The DFS, which would be involved in doing aeronautical research for the V1 in World War II among other things, provided the air fields, the know-how, as well as a number of its pilots (such as Hanna Reitsch) for the flying scenes.

Against this background, the plot of "Rivalen der Luft" must be seen in a more critical light. Terms like "Bravery", "Ideology" or "Virility" are used more often than usual in the dialogues; these terms were also frequently used in other Nazi propaganda outlets. Because of this embedding of the story into the Nazi ideology, the Allies banned the movie after the war.

== Literature ==
- Giesen, Rolf & Manfred Hobsch: Hitlerjunge Quex, Jud Süss und Kolberg. Die Propagandafilme des Dritten Reiches. Dokumente und Materialien zum NS-Film, Berlin: Schwarzkopf & Schwarzkopf Verlag, 2005
- Liebeneiner, Wolfgang: Glückhafter Segelflug in Rossitten, in: Luftwelt, Vol. 1, Nr. 2, 1934, p. 20.

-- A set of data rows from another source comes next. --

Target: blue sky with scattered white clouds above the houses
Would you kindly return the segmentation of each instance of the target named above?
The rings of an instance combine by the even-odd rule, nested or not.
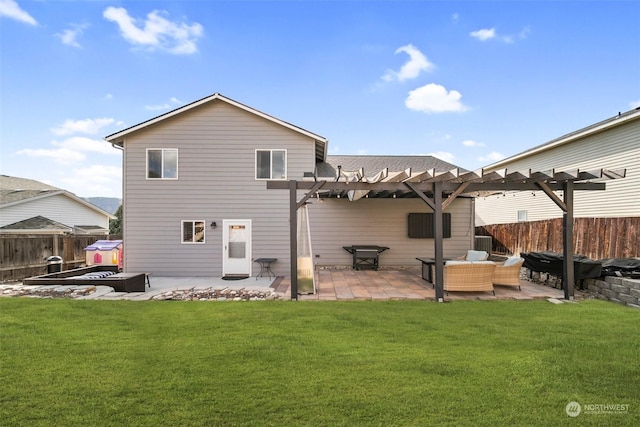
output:
[[[0,0],[2,174],[121,196],[106,135],[215,92],[478,169],[640,106],[640,1]]]

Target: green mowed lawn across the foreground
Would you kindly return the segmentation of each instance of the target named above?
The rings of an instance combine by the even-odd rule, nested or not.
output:
[[[0,361],[2,426],[640,425],[640,311],[595,300],[0,298]]]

- Lünen, Alexander von: Die Deutsche Forschungsanstalt für Segelflug, in Andreas Göller and Annegret Holtmann-Mares (Hg.), Ein Jahrhundert Luftfahrtgeschichte zwischen Tradition, Forschung und Landschaftspflege. Der August-Euler-Flugplatz in Darmstadt/Griesheim, Darmstadt: Wissenschaftliche Buchgesellschaft, 2008, pp. 209–239.
- Wendtland, Karlheinz: Geliebter Kintopp. Sämtliche deutsche Spielfilme von 1929-1945, mit zahlreichen Künstlerbiographien. Vol. Jahrgang 1933 und 1934, Berlin: Self-published, 1986.